Allison: Oh, I’m OK. But I’m having a rough time at work. I feel like I’ve ended up in the wrong career and I don’t know what to do about it.
Friend: Yikes. Good to know. Let’s grab a drink Friday night and plan your next move. I’m happy to help.
Allison: Sold.

You’ll get the help and advice you deserve because by saying it out loud you’re proclaiming that you deserve it.

It’s my experience from studying all different kinds of mothers that we don’t get what we think we deserve because we don’t actually believe we deserve it.

And that’s why we keep quiet.

Try it. Out loud. Utter the words that your heart is telling your head every single day: I don’t like my job. I wish I were a better mother. I need to start eating better. I want to get out of this relationship. I haven’t been happy for years.
If you’re on the cusp of making a decision that will make you happy, say so.

This narrative is part of my own story.

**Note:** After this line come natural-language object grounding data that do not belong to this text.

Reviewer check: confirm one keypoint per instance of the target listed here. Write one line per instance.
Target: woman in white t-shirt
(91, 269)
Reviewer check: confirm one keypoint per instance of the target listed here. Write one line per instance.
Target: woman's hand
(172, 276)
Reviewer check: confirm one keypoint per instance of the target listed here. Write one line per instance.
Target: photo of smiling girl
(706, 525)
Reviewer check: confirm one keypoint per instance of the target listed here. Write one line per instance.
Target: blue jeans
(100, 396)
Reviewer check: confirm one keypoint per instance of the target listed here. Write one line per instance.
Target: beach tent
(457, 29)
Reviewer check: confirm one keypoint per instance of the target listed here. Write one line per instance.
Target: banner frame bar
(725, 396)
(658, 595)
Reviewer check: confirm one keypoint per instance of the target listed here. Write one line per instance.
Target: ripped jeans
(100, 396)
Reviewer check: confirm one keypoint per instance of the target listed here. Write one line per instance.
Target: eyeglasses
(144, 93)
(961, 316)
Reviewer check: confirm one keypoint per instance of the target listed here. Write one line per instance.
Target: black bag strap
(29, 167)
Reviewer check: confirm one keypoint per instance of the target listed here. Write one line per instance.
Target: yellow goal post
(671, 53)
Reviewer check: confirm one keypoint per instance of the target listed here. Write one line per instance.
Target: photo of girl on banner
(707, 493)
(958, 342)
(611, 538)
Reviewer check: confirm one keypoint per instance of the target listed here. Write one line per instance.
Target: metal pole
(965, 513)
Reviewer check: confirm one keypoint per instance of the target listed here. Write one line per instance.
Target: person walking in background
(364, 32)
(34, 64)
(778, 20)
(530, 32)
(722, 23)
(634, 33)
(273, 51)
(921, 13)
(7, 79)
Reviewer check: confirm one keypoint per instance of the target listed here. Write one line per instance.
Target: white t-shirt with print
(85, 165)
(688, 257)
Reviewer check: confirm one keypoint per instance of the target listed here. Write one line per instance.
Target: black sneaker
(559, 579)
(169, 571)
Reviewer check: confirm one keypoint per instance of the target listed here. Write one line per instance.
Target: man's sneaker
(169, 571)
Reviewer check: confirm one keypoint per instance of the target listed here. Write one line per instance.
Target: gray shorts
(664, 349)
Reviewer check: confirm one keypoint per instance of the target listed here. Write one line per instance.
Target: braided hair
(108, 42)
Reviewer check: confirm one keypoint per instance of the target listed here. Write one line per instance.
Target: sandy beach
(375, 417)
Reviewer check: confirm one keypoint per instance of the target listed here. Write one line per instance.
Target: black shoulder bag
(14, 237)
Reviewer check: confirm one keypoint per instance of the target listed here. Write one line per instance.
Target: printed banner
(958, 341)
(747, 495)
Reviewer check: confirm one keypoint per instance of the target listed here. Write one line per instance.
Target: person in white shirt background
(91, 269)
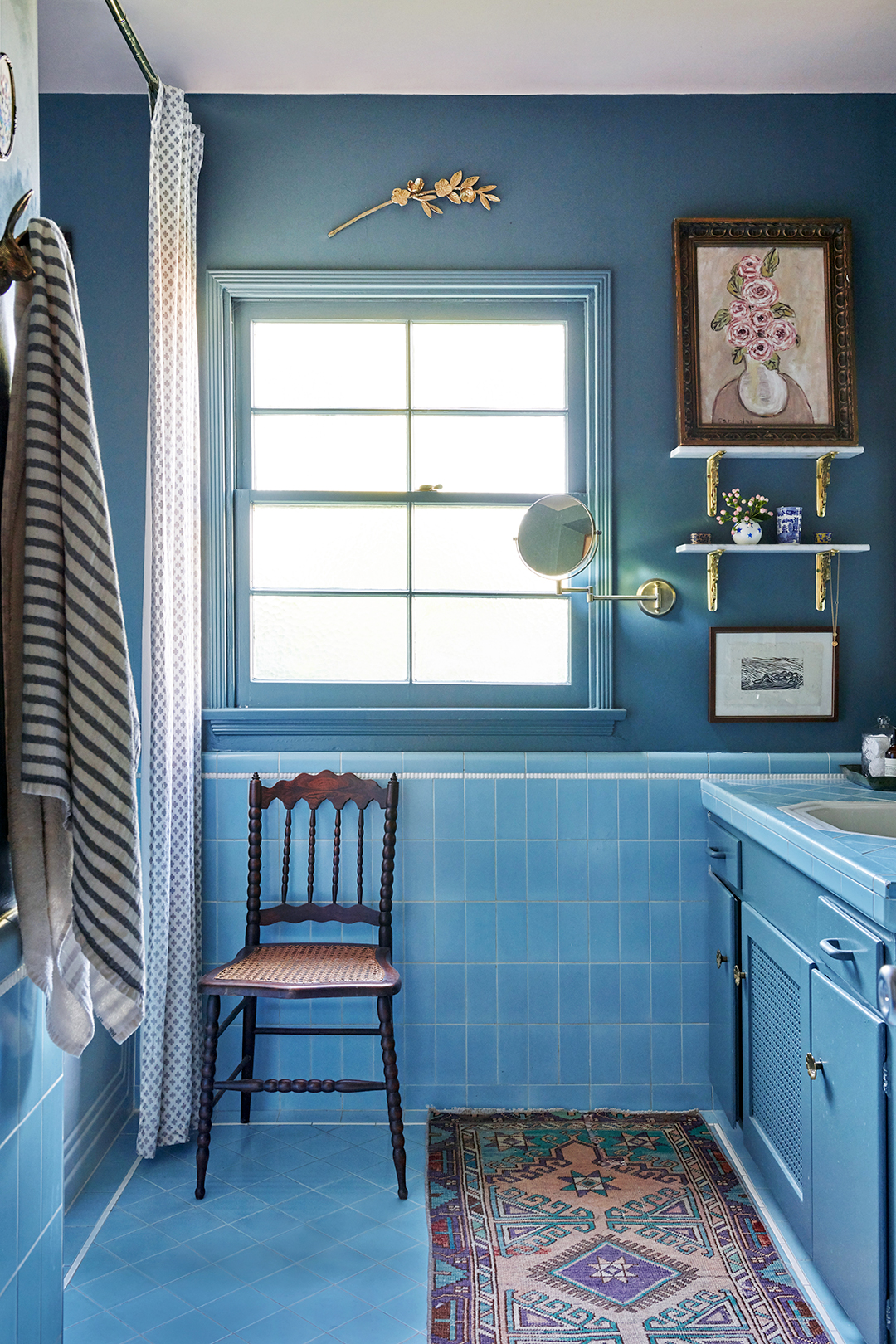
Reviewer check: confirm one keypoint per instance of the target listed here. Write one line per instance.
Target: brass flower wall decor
(457, 188)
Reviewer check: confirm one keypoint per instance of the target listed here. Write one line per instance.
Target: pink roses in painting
(757, 323)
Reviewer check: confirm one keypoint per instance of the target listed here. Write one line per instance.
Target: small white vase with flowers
(744, 516)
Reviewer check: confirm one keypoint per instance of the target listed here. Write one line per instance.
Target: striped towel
(71, 724)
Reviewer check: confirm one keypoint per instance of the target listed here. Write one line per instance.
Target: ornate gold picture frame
(765, 332)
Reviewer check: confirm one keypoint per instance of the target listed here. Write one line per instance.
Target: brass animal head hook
(15, 262)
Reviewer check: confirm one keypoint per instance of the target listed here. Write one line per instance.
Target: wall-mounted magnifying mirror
(558, 538)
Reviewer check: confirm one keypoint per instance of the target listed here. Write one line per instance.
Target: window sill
(406, 730)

Two years ago I was terrified to start my own company, not because I was scared it would fail, but because I didn’t believe I deserved it. One day in the middle of all my indecision I had the following exchange with my very matter-of-fact husband.

Me: I feel like sometimes I don’t deserve the success I’ve achieved. I mean, why me?

Richard: Because you made it all happen.

Me: Oh. Right.

I didn’t believe I deserved the success I had achieved so I stayed in situations and scenarios that prevented me from living my best life. I kept quiet.

Not anymore.

I deserve to be happy and so do you. But none of us can achieve happiness on the wing and the prayer of someone else’s well-wishes (“You deserve it!”).

Of course you deserve to be happy. But to achieve it you have to believe it.